Flash Player ist derzeit auf Firefox blockiert. Was das bedeutet und wie andere Giganten vorgehen.
In diesen Tagen beherrscht der Hacking-Team-Vorfall die Nachrichten und bereitet Tausenden von Unternehmen weltweit erhebliche Probleme.
Daten, Dokumente, E-Mails und vertrauliche Dateien wurden gestohlen, indem gerade die Eigenschaften – und Schwächen – von Flash Player ausgenutzt wurden, das seit jeher ein „leichtes“ Ziel für versierte Hacker ist.
Erst vor wenigen Stunden wurde bekannt, dass Firefox beschlossen hat, Flash zu blockieren, da es nun als ein Werkzeug gilt, das den Nutzern kein hohes Sicherheitsniveau ermöglicht.

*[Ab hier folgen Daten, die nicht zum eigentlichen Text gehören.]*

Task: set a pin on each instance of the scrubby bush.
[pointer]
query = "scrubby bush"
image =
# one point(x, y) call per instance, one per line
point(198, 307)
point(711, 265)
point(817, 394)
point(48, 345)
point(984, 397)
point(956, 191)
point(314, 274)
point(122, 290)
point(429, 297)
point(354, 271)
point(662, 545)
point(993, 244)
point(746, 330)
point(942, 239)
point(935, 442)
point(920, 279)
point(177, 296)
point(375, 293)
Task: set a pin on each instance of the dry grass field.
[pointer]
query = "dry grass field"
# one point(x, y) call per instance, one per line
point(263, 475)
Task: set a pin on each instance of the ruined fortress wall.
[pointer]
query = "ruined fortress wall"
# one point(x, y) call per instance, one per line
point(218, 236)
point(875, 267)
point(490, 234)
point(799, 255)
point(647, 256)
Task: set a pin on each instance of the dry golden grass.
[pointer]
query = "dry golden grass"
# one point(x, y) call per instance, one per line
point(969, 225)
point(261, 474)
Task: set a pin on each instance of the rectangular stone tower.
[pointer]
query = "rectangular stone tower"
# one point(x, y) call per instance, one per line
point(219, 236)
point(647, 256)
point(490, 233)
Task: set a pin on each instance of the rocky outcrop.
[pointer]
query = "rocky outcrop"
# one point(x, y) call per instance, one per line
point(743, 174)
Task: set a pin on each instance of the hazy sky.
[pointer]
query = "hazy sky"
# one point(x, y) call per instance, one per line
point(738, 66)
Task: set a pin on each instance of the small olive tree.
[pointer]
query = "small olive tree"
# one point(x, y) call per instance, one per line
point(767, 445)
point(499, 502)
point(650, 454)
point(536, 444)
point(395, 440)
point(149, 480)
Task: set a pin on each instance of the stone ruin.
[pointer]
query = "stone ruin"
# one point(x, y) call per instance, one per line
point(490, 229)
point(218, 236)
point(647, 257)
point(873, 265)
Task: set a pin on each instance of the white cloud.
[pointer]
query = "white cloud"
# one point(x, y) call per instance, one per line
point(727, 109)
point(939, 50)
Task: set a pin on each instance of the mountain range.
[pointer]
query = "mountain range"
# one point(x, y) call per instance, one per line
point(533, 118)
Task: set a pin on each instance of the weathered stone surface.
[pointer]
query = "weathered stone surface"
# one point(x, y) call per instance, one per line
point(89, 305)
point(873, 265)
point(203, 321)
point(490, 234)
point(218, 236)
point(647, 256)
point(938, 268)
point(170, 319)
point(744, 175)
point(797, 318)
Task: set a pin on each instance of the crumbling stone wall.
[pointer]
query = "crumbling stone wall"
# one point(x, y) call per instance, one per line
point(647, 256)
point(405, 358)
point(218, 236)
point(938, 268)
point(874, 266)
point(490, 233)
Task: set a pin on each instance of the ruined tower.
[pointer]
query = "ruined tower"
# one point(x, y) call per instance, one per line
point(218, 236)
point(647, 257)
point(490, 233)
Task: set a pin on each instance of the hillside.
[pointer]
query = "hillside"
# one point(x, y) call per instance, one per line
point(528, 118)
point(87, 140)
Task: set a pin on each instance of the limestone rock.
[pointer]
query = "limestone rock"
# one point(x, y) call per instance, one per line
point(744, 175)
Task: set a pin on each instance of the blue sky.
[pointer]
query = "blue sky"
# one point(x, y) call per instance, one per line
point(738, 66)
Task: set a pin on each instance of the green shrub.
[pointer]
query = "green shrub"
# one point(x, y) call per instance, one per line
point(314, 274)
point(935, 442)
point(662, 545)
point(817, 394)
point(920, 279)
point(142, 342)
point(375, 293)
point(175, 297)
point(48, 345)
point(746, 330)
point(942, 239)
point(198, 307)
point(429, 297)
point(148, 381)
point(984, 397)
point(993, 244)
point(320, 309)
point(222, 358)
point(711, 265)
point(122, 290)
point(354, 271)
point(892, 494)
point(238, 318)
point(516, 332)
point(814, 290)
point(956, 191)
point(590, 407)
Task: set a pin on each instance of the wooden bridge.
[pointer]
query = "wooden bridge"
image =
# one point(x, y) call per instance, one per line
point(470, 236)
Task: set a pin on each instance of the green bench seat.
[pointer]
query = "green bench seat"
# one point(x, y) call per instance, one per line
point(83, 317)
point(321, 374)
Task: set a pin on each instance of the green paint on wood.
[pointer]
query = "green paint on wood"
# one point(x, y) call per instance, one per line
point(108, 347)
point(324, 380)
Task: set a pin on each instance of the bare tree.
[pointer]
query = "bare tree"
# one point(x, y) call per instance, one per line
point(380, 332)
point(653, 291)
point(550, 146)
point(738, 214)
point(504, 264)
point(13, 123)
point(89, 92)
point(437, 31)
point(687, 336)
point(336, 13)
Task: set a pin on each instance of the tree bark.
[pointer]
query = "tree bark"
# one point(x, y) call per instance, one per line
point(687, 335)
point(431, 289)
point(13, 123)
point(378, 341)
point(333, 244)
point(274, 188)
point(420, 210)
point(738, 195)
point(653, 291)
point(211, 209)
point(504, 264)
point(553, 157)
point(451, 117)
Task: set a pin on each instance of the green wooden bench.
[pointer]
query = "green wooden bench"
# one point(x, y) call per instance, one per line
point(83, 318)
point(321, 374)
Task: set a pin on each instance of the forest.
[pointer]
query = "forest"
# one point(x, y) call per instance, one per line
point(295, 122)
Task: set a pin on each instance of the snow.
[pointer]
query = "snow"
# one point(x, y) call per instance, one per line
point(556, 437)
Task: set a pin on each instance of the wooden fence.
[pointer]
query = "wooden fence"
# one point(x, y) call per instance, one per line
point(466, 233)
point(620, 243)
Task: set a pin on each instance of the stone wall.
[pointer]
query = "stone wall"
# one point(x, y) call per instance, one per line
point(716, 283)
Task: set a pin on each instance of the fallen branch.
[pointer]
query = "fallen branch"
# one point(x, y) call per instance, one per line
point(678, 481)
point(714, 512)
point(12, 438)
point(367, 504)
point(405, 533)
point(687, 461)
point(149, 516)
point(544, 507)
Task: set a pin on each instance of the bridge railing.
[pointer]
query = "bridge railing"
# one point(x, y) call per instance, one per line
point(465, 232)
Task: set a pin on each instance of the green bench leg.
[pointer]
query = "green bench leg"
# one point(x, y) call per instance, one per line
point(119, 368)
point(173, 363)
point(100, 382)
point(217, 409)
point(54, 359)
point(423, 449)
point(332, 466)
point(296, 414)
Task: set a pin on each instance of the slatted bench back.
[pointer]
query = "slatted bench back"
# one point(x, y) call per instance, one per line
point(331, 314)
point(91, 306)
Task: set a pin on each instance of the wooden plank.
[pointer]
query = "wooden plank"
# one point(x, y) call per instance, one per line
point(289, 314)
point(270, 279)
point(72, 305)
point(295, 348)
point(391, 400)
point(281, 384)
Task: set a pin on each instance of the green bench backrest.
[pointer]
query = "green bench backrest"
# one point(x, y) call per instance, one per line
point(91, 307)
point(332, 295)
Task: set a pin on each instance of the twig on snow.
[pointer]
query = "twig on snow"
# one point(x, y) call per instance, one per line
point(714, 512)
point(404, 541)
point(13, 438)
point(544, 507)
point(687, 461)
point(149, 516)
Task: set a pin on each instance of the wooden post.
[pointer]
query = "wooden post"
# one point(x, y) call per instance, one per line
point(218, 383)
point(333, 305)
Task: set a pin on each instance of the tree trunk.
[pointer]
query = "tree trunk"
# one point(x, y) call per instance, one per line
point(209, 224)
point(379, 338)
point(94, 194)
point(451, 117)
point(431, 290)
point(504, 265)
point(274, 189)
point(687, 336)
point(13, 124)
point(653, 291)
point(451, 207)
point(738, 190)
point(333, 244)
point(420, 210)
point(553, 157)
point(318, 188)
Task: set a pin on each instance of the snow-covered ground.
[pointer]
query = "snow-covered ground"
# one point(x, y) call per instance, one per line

Von der Mozilla Foundation wird mitgeteilt, dass die Sperre absolut vorübergehend ist, da einige Maßnahmen vom Adobe-Entwicklungsteam erwartet werden.
Gleichzeitig stellt sich jedoch im Netz die Frage, ob diese x-te massive Episode nicht die sprichwörtliche „Tropfen ist, der das Fass zum Überlaufen bringt“: Die Hypothese, die Ära von Flash Player gänzlich zu beenden, könnte plausibel werden.
Das Werkzeug, das von Anfang an von Apple-Plattformen bekämpft und verbannt wurde, ist im Laufe der Zeit auch auf Android und verschiedenen Browsern nicht immer willkommen gewesen, bis zu diesen Stunden, in denen drei große Sicherheitslücken sehr deutlich und offensichtlich wurden.
Sogar von Facebook kam eine ausdrückliche Aufforderung, Flash Player ein Ende zu setzen: Alex Stamos, an der Spitze des für die Sicherheit von Facebook zuständigen Teams, nutzte seinen offiziellen Twitter-Account, um seine Meinung dazu zu äußern. Tatsächlich ist es möglich, den folgenden Tweet zu lesen: „It is time for Adobe to announce the end-of-life date for Flash and to ask the browsers to set killbits on the same day“ und weiter, in einem zweiten Tweet: „Even if 18 months from now, one set date is the only way to disentangle the dependencies and upgrade the whole ecosystem at once“.
Die Haltung der großen Player des Websektors scheint klar, obwohl die Adobe-Techniker daran arbeiten, die drei in den letzten Tagen aufgetretenen Sicherheitslücken zu schließen. Eine davon wurde tatsächlich behoben, während die anderen beiden angeblich behoben werden.
Allerdings wird auch anderswo daran gearbeitet, sich von Flash zu „befreien“: Dies ist der Fall von Google, das sich sowohl unter Android als auch über Chrome lösen möchte; dies ist auch die aktuelle Situation von Firefox, das Flash blockiert hat und den Nutzer in die Lage versetzt, zu entscheiden, was zu tun ist, indem er wählt, Flash zu vermeiden oder dessen Nutzung zu genehmigen, wohl wissend, dass er die Verantwortung für die Wahl übernehmen muss.
Das Szenario entwickelt sich eindeutig weiter, sowohl seitens Adobe als auch seitens der Big Player des Webs und dessen Umfeld.